La question de savoir si je suis pour ou contre les opérations chirurgicales de changement de sexe ne représente pas d'autre intérêt que d'afficher mon opinion, ce que je me refuse à faire ici car c'est une question trop subtile pour être traitée rapidement dans cette note. Ce qu'il me parraît intéressant de noter aujourd'hui, c'est le traitement médiatique réservé à ce phénomène présenté comme nouveau, et très nouveau dans sa surmédiatisation, en effet, et très japonais, d'approbation bien-pensante assorti d'humiliation goguenardes.
Le mot japonais pour "transsexuel" utilisé dans le langage courant n'est pas seitôsakusha 性倒錯者, trop scientifique, mais nyûhâfu ニューハーフ (de l'anglais new et half). Pour ceux qui ne parleraient pas le japonais (ni l'anglais d'ailleurs), ce terme peut se traduire littéralement par "nouvelle moitié". En réalité, un hâfu, littéralement "moitié", désigne aujourd'hui un métis, un "moitié-moitié". Le problème est que ces deux moitiés, en langage japonais courant, n'en sont plus qu'une, ce qui peut laisser penser que dans l'inconscient japonais, un métis n'est qu'une demi-personne. Et aujourd'hui, un "nouveau hâfu" ou "nouveau métis" est donc un transsexuel. L'analogie entre métissage (l'altérité absolue) et transsexualité (une opération qui ne concerne qu'une seule personne) ne peut d'après moi trouver son origine que dans des constats de type sociologique : nouveau phénomène, discriminations etc.
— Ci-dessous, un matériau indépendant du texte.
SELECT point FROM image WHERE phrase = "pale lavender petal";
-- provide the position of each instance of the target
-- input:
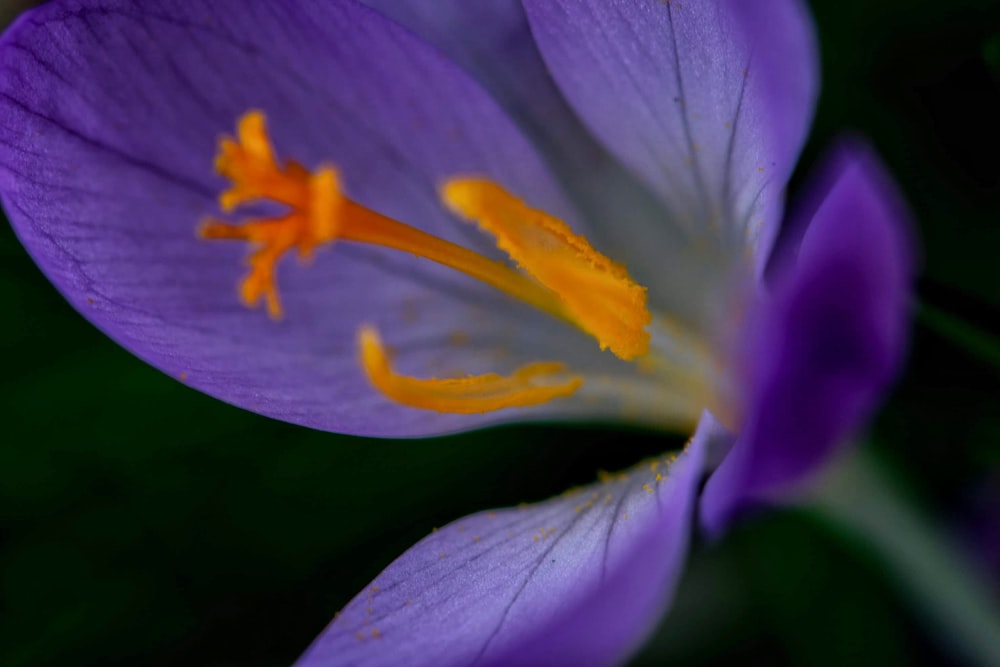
(491, 39)
(823, 348)
(707, 100)
(109, 113)
(576, 580)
La télévision japonaise (sorte de télévision "type"), cherchant avant tout à susciter des réflexes conditionnés d'achats, commence par ramollir le cerveau de ceux qui la regardent, et recherche donc deux choses pour complaire à son public : le mignon (kawaii かわいい [可愛い]) et le marrant et intéressant (omoshiroi おもしろい[面白い]). Ce dernier terme désigne ce qui peut attirer la curiosité amusée, non profonde, non rationnalisée, immédiate, ce que le monde marchand recherche pour entrainer la pulsion : c'est mignon et c'est marrant, donc ça m'intéresse, donc je l'achète.
Ces deux jeunes femmes sont malheureusement récupérées avec leur consentement dans la plus pure et cinique logique marchande contre laquelle très peu s'élèvent ici (au Japon).